26 Ekim 2013 Cumartesi

gılgamış idi


Ölümlü Kral Ölümsüz Gılgamış 
veya 
Sanat Devrimcidir
Destanların halkların en eski ürünlerinden biri olduğu ve toplumsal bir umudu, düşü simgeledikleri, vatandaşın derdini, yer yer fantastik bir şekilde, ifade ettiği bilinir. Falan filan. (Hayır, destanları önemsemediğimden değil şu geçiştirme sözü. Amacım girizgâhı fazla yormamak. Ben şuradan muhafazakâr sanata veya sanatta muhafazakârlığa ya da muhafazakârlığın kendisine, belki tahavvülün kucağına oturmaya teşne pek bir muhterem Yılmaz Erdoğan gibi hacıyatmazlara iskeleden yanaşacağım da şöyle bir mevzi alıyorum.
  • Gılgamış Destanı’nın beslendiği kültürle -temas ettiği nokta itibariyle- bir ilişkisi vardır mutlaka… Destan içerik olarak elbette toplumsal bir kaygıyı temsil ediyordur. Ancak benim değinmek istediğim bunlardan öte, en nihayetinde bir birey olan Gılgamış’ın muhafazakârlığıdır(!). 
  • Ne?
  • Peki, bir destan kahramanı olarak muhafazakâr mıdır Gılgamış? Bakalım! Bir salt bir iktidar, bir servet veya aşk değildir tutulduğu; hoş, öyle olsa da değişmezdi. Ama daha derindir derdi. O ölümsüzlüğün takibinde bir ölümlüdür. Bu anlamda hayata ve ötesine bir ters bakıştır Gılgamış. Harbi adamdır neticede. 
  • “Mezopotamya’daki Uruk kentinin ünlü kralı Gılgamış’ın hikâyesi; bir serüven, isyan ve trajedi karışımıdır. Olaylar süresince destanı yaratan Gılgamış’ın ‘ölümlülük’ üzerine eğildiğini, bir tür bilgiyi aradığını ve ‘ölen insanların’ hazin kaderine uzak durmak istediğini görüyoruz.”
“Gılgamış ilk insan kahraman değilse bile, hakkında bir şeyler bilinen ilk trajik kahramandır. Bir manada derdimize tercüman olduğu için Gılgamış’ın duygularına hemen ortak oluyoruz.” Veya ben bir başıma ortak oluyorum o haleti ruhiyesine. Ne var ki böyle arayış, doğaldır ki ancak hazin bir sonla noktalanabilir. Zira onda bir tevekkül, kaderine razı olma, bir ezginlik, bir sünepelik yoktur. Olsa Gılgamış olmaz, olsa ortada bir sanat eseri olmaz. Tarifi meçhul o muhafazakârlık olur. Adam her bir rengi boyamış, derken Tanrıların bahçesine girmeye kalkmış. Belki de budur destanı daha lezzetli, Gılgamış’ı da daha yiğit kılan.
Metinler Arası
Nazım Hikmet’in Ferhat ile Şirin’inde, dağları delip kente su getirecek olan Ferhat’ın toplumsal bir kimliğe bürünüvermesi gibi Gılgamış da öylesi bir sorumluluğu yüklenir zamanla. Bizim İnce Memed misali… Belki de Gılgamış’ın trajedisi, ölümlü kahramanların ilk hazin hikâyesini de içermektedir böylece.

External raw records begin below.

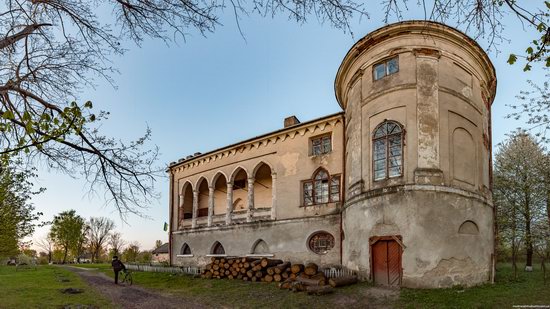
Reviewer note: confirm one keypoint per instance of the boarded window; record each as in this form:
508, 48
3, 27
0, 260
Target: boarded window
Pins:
323, 188
321, 145
260, 247
321, 242
468, 227
185, 249
385, 68
218, 249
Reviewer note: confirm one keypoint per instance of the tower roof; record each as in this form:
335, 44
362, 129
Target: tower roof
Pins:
421, 27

  • Bakın, kraldır ya Gılgamış; güçlüdür. Fena hükmediyordur. Eh, Tanrılar rahatsız olur bundan, ona kardeşçesine benzer bir rakip gönderirler, Tanrılar elinden çıkma Enkidu’yu; mutlak güçleri Gılgamış’ın eline geçmesin diye. Didişsinler filan. Ama Gılgamış ile Enkidu dost olurlar -serde muhafazakârlık yok neticede. Sonra Uruk kenti için bir şeyler yapmak isterler; şehre yeni şeyler, insanların hayatını kolaylaştıracak uygulamalar. Bunun için önce sedir ormanının bekçisi Humbaba ile savaşacaklardır. Savaşırlar ve Enkidu ölür bu savaşta.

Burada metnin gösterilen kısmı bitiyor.